On the down side, the author’s criticism of consumerist society is overdone and heavy-handed. The author seems appalled at ubiquitous advertising in society, but my feeling is that most people, especially teenagers, do not accept it at face value as his characters do. Kids are not “slaves” to advertising. It is more of an annoyance and an amusement than an oppression, unless you dig deeper into the pernicious subterranean roots of manipulation as Don DeLillo did, for example, in “White Noise.”
Anderson’s teen characters are utterly vapid however, without original thoughts, opinions, or ambition. They go to School™ but don’t seem to study anything there, read any books, have any ideas, or learn anything. Maybe that’s how it is these days, but I think that’s just another example of the author’s heavy-handed attempt at satire, which falls flat, as far as I’m concerned.

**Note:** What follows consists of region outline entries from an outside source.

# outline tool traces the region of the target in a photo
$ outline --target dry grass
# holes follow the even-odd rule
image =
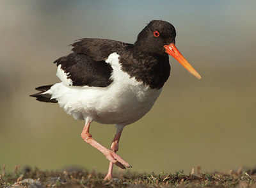
[[[189,175],[182,171],[175,174],[162,173],[156,175],[120,173],[111,181],[104,181],[104,175],[83,169],[41,171],[35,168],[20,169],[6,173],[4,166],[0,176],[0,187],[256,187],[256,169],[240,168],[230,174],[202,173],[192,169]]]

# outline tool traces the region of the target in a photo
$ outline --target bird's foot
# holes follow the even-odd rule
[[[108,152],[104,155],[106,156],[106,158],[107,158],[109,161],[112,162],[115,165],[119,166],[122,169],[125,169],[125,167],[127,168],[132,167],[128,162],[127,162],[125,161],[122,159],[118,155],[117,155],[112,150],[109,150]],[[109,179],[108,177],[107,176],[106,176],[106,178]],[[111,177],[110,178],[112,178],[112,177]]]

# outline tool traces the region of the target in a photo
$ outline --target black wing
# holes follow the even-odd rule
[[[81,53],[72,53],[54,62],[72,81],[72,86],[106,87],[113,81],[110,79],[112,67],[104,61],[96,61]]]
[[[113,68],[104,60],[111,53],[118,53],[131,44],[107,39],[83,38],[70,45],[74,52],[54,63],[61,65],[72,85],[106,87],[113,82],[110,79]]]
[[[108,39],[82,38],[70,45],[73,47],[73,52],[83,53],[99,61],[106,59],[113,52],[118,54],[120,51],[132,45]]]

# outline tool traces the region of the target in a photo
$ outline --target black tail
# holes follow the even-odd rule
[[[56,99],[54,98],[51,99],[51,97],[52,97],[51,95],[43,94],[44,92],[50,90],[51,86],[52,86],[52,85],[47,85],[47,86],[38,87],[36,88],[36,90],[40,91],[40,92],[33,95],[31,95],[29,96],[33,97],[36,97],[36,99],[39,101],[56,103],[58,102],[58,101]]]

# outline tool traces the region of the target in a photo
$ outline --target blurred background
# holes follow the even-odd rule
[[[83,121],[29,95],[59,82],[52,62],[75,40],[133,43],[154,19],[173,24],[177,47],[202,79],[170,58],[161,95],[125,128],[118,153],[132,172],[255,166],[255,8],[253,0],[1,1],[0,166],[106,172],[108,160],[81,137]],[[109,147],[115,127],[94,122],[90,132]]]

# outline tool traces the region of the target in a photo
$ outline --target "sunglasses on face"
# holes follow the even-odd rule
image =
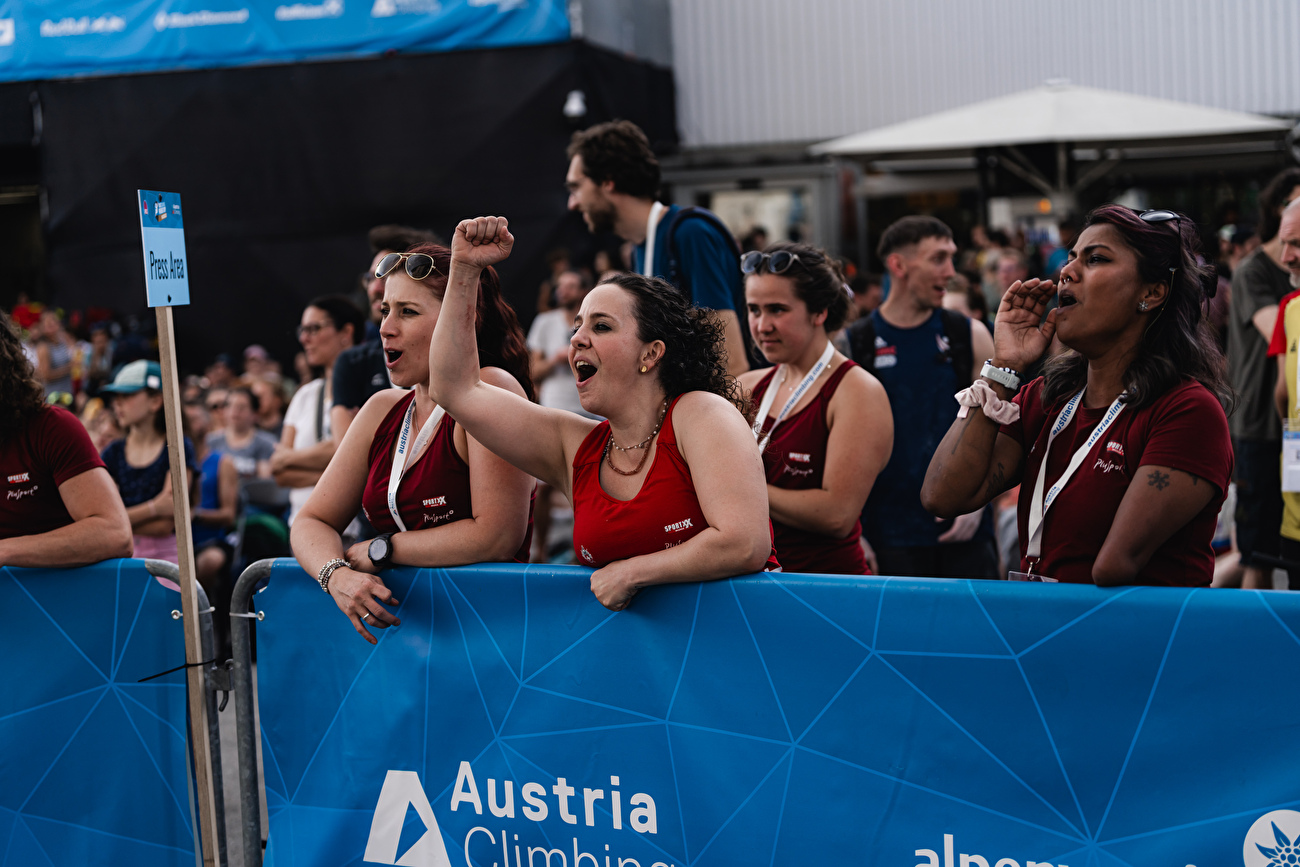
[[[406,260],[407,277],[411,279],[424,279],[438,270],[437,265],[433,264],[433,256],[429,253],[389,253],[374,268],[374,276],[380,278],[387,277],[402,260]]]
[[[758,274],[762,272],[763,264],[766,263],[767,273],[784,274],[797,261],[800,261],[798,253],[792,253],[785,250],[779,250],[775,253],[764,253],[753,250],[740,257],[740,270],[744,274]]]

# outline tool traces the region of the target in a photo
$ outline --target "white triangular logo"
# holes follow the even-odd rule
[[[425,832],[413,846],[407,849],[398,861],[398,846],[402,842],[402,825],[406,822],[407,806],[415,807],[424,822]],[[393,867],[451,867],[447,848],[442,842],[438,820],[429,806],[429,798],[420,785],[420,775],[415,771],[389,771],[380,789],[380,802],[374,805],[374,819],[370,820],[370,838],[365,844],[363,861]]]

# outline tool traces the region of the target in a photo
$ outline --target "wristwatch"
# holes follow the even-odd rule
[[[993,359],[984,361],[984,367],[980,368],[979,374],[985,380],[992,380],[993,382],[1017,391],[1020,387],[1020,374],[1011,368],[994,368]]]
[[[369,547],[365,552],[373,563],[380,569],[387,569],[393,565],[393,533],[382,533],[370,539]]]

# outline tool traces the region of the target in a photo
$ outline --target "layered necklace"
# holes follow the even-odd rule
[[[614,430],[611,429],[610,430],[610,438],[604,443],[604,461],[607,464],[610,464],[610,469],[612,469],[614,472],[616,472],[620,476],[636,476],[637,473],[640,473],[641,468],[646,465],[646,458],[650,456],[650,442],[659,433],[659,428],[663,426],[663,420],[664,420],[664,417],[667,415],[668,415],[668,398],[664,398],[663,399],[663,408],[659,411],[659,421],[655,424],[654,430],[650,432],[649,437],[646,437],[645,439],[642,439],[641,442],[638,442],[634,446],[627,446],[627,447],[624,447],[624,446],[620,446],[619,443],[614,442]],[[641,451],[641,460],[637,461],[637,465],[633,469],[619,469],[618,467],[614,465],[614,451],[612,451],[614,448],[618,448],[619,451],[621,451],[624,454],[629,452],[629,451],[636,451],[637,448],[641,448],[642,450]]]

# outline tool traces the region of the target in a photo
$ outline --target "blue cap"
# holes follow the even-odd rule
[[[113,377],[112,385],[105,385],[100,391],[112,394],[135,394],[140,389],[162,390],[162,368],[157,361],[131,361],[124,364],[122,369]]]

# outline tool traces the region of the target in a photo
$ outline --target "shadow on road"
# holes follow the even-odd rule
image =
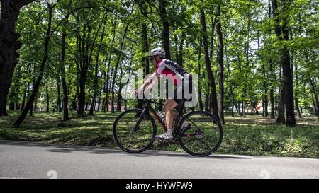
[[[189,155],[186,153],[174,153],[169,151],[148,150],[140,153],[129,153],[124,152],[121,149],[99,148],[94,146],[67,146],[60,144],[49,144],[40,142],[30,141],[0,141],[0,145],[9,145],[13,146],[22,147],[43,147],[47,148],[47,151],[52,153],[72,153],[72,152],[84,152],[92,154],[122,154],[127,156],[135,157],[147,157],[152,156],[167,156],[167,157],[181,157],[189,158],[212,158],[212,159],[251,159],[249,156],[224,156],[212,154],[206,157],[196,157]]]

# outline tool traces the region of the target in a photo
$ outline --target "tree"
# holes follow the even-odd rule
[[[22,122],[24,120],[24,119],[26,118],[26,116],[28,113],[28,111],[29,111],[29,110],[31,109],[32,104],[33,103],[33,101],[38,94],[38,90],[40,87],[40,83],[41,83],[41,80],[43,76],[45,63],[47,62],[47,59],[48,57],[49,41],[50,41],[50,33],[51,33],[52,11],[53,11],[53,8],[55,8],[55,6],[57,4],[55,4],[52,6],[51,6],[49,3],[47,3],[49,18],[48,18],[48,23],[47,23],[47,33],[45,34],[45,47],[44,47],[44,52],[43,52],[44,56],[42,59],[41,65],[40,66],[40,73],[39,73],[39,75],[38,76],[33,90],[32,91],[31,96],[30,97],[30,99],[26,104],[26,108],[23,110],[21,115],[18,118],[18,119],[14,122],[13,127],[19,127],[20,124],[22,123]]]
[[[203,31],[203,45],[205,56],[205,64],[206,66],[207,75],[208,77],[208,85],[211,88],[211,107],[213,115],[216,116],[216,117],[219,117],[218,109],[217,105],[217,96],[216,96],[216,88],[215,85],[215,78],[213,71],[211,70],[211,59],[209,58],[208,41],[207,27],[206,27],[205,13],[203,9],[201,9],[200,12],[201,12],[201,23],[202,26],[201,29]],[[206,101],[207,100],[208,100],[206,98]]]
[[[216,34],[218,37],[217,62],[218,64],[218,116],[220,122],[225,124],[224,119],[224,64],[223,64],[223,33],[220,23],[220,5],[217,5],[216,9]]]
[[[0,18],[0,116],[8,115],[6,98],[17,64],[21,42],[16,33],[16,23],[20,9],[35,0],[1,0]]]

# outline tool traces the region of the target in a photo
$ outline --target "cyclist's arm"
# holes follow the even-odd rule
[[[151,87],[154,86],[154,84],[156,83],[156,81],[154,81],[153,79],[156,77],[158,77],[157,73],[153,73],[151,76],[150,76],[147,79],[146,79],[145,82],[142,85],[138,90],[142,91],[145,89],[145,88],[149,88],[149,86],[152,86]],[[152,85],[151,85],[152,84]]]

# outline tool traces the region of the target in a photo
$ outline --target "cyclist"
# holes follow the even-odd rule
[[[164,105],[167,132],[155,136],[157,139],[171,140],[173,139],[173,122],[178,115],[174,110],[183,100],[191,100],[192,78],[190,74],[186,71],[176,62],[164,58],[165,52],[161,48],[155,48],[150,52],[148,55],[152,64],[155,66],[155,72],[145,81],[144,84],[138,90],[134,90],[135,95],[142,93],[143,90],[150,90],[158,82],[158,80],[165,76],[176,87],[173,92],[169,91],[167,100]],[[184,91],[184,90],[188,90]]]

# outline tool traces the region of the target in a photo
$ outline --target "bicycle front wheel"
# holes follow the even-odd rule
[[[214,115],[203,111],[186,115],[181,120],[178,131],[181,148],[195,156],[207,156],[214,153],[223,141],[220,122]]]
[[[141,117],[142,111],[141,109],[128,110],[121,114],[114,122],[114,141],[126,152],[140,153],[150,148],[154,142],[155,122],[148,113]]]

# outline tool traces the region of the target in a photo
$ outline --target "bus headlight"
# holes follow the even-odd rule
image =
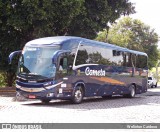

A more serious literary criticism is that with uninteresting and uninterested characters who are directionless and think only of drinking (and puking), having sex, wearing the latest fashions and driving a fancy car, the story very quickly becomes boring because nothing happens. There is no plot and no character development, no tragedy, no striving, no quest, no challenge, no hero’s journey. What does that leave? No much of anything.
There is a hint of a story in there. Violet, the main character’s female friend, received her brain implant late in life and was home-schooled, so she is somewhat eccentric and dares to protest the empty-headed lifestyle of her peer group. But aside from the occasional rant, she does nothing about it and falls in with their ways, and nothing interesting comes of her special situation. That was a huge lost opportunity. Hundreds and hundreds of boring, repetitive pages of nothingness could have been filled with dramatic tension and intellectual-social conflict.
I believe any thinking YA reader would be offended by the author’s unrelenting ridicule of teen vapidity in this novel. Sure, there’s a lot of that on the ground, but those people aren’t reading novels. Maybe that’s how it’s supposed to work: Those other kids are stupid, but not me.
But Unit! Like, what do I know? This book’s successful and I’m not.
Anderson, M.T. (2002). Feed. Somerville, MA: Candlewick Press (298 pp).